The last Super Astros taping aired on June 6, 1999.

===IWA Puerto Rico (1999–2006)===
The International Wrestling Association tried to launch in 1994 with some TV tapings but was unsuccessful. By the end of 1999, Victor Quiñones, alongside Savio Vega and Miguel Pérez, formed the International Wrestling Association in Puerto Rico. Quiñones with his contact with the World Wrestling Federation, became a base for WWF house shows for some time. It featured superstars like The Rock, Kane, Chris Jericho, Edge, Kurt Angle and The Undertaker, among others. The WWF also send developmental talent to IWA Puerto Rico to train and gain experience.
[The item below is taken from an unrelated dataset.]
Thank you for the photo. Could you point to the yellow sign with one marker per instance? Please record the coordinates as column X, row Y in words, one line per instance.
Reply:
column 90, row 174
By 2002 the WWF finish the working agreement, IWA had developed a roster of home grown talent like Chicano, Ricky Banderas, El León Apolo with a booking team of Dutch Mantel, Luke Williams and Hector “Moody” Melendez. He promoted IWA Puerto Rico until his death in 2006. The company was keep in business until 2011 with Savio Vega and Miguel Pérez Jr promoting. On October 24, 2018, IWA Puerto Rico was relaunched by Savio Vega. IWA Puerto Rico is regarded as Víctor Quiñones legacy in professional wrestling in Puerto Rico.

== Personal life ==
Quiñones was the son of Robert "Gorilla Monsoon" Marella. However, Marella's family denies that Quiñones was a biological child of Marella.

=== Death ===
On April 2, 2006, Quiñones died in his home in Carolina, Puerto Rico at age 46. The cause of death was a mixture of somas (muscle relaxers) with alcohol which caused a cardiac arrest. Soon after the death, several Japanese federations and wrestlers, including Taka Michinoku and Tajiri, paid tribute to him by having special ceremonies.